One response I have made to this new life setting is to create a zoom meeting for shared silent meditation, inviting village neighbours, friends and colleagues from anywhere and everywhere to join me for 20 minutes of stillness, twice a week. That's it. Simple, true.

Facebook has done its thing, in getting the word out.


From the day I started this, Sunday April 19th, I have meditated every day; mostly I am alone, but on Mondays and Thursdays - the official group days - there is a good little group of stillness-seekers and that is - really - always wonderful. Friends from as far as Basel and Lake Como included! For me, the anchoring of a daily meditation practice has been really important to keep me steady.


In meditation, I almost always find creative ideas of some sort popping up, or often strong emotions; and like a 'good meditator' I practice releasing them, along with any other sort of thought or sensation that wants to take my attention. That often means I forget the ideas, of course; but today, an hour after the session, I remembered what I had seen, and so I started to write.




Two images came to mind, both about the sea, one about high tide and one about low tide. Both feel 'true' to my inner world at present, and I can’t say which I prefer.


Does one or other resonate with you?


Imagine you are driftwood, lying face down at the top of the beach. You are stranded, entangled in a pile of detritus, unable to move. Life has been taken from you; you have landed where hope ends.

But the tide is returning. You sense its nearing, hear the crackle-crash of wave on sand, feel the judder beneath, smell its salt-light flavour. And at last the one large wave throws itself at you, above and round about and over you, and you are reached, swirled, churned back into the ocean, the pull of the ocean, the rough and tumble of the ocean, the deep and cold of the ocean; into the peace and belonging.


Imagine you are the beach, the long bare stretch of empty beach, emptying beach, emptier by the moment as the tide drops, withdraws, retreats into the depths of the sea.
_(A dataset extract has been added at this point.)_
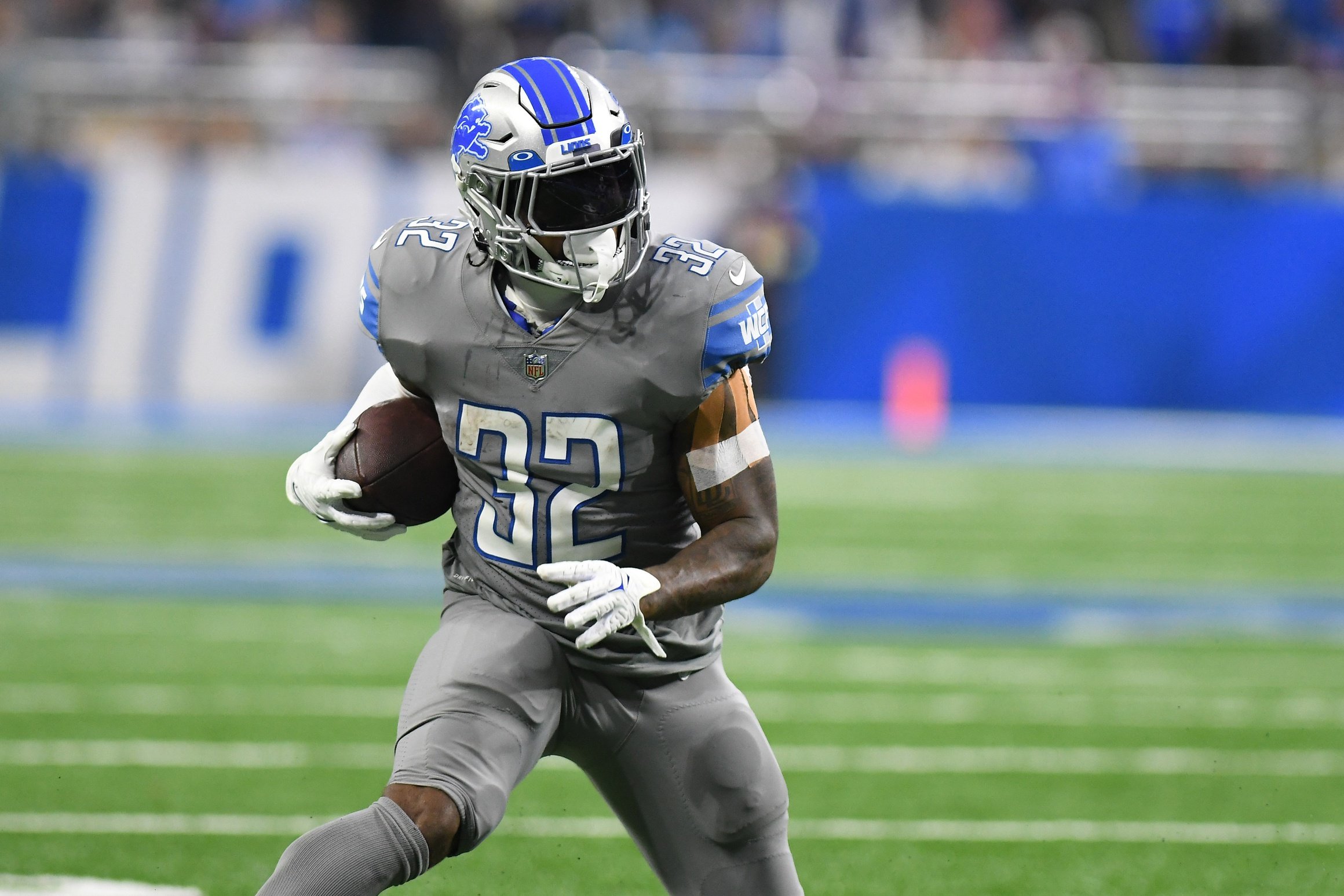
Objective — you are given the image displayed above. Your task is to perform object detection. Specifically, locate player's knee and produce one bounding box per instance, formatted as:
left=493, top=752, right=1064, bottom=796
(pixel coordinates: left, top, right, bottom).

Exposed, you are, vulnerable. Defenceless. Life has been taken from you; you are laid bare where hope ends.


But the tide turns, and you feel the lap lap lapping of the smallest waves that begin to water your edges once again, begin to drench your sandy fringes, quench your thirst. To reconsume you. The waves' urgency grows, and their energy, and their depth. And at last you can release your breath again, release your fears, sink under the ocean’s covers, back and into and down into yourself; into the peace and belonging.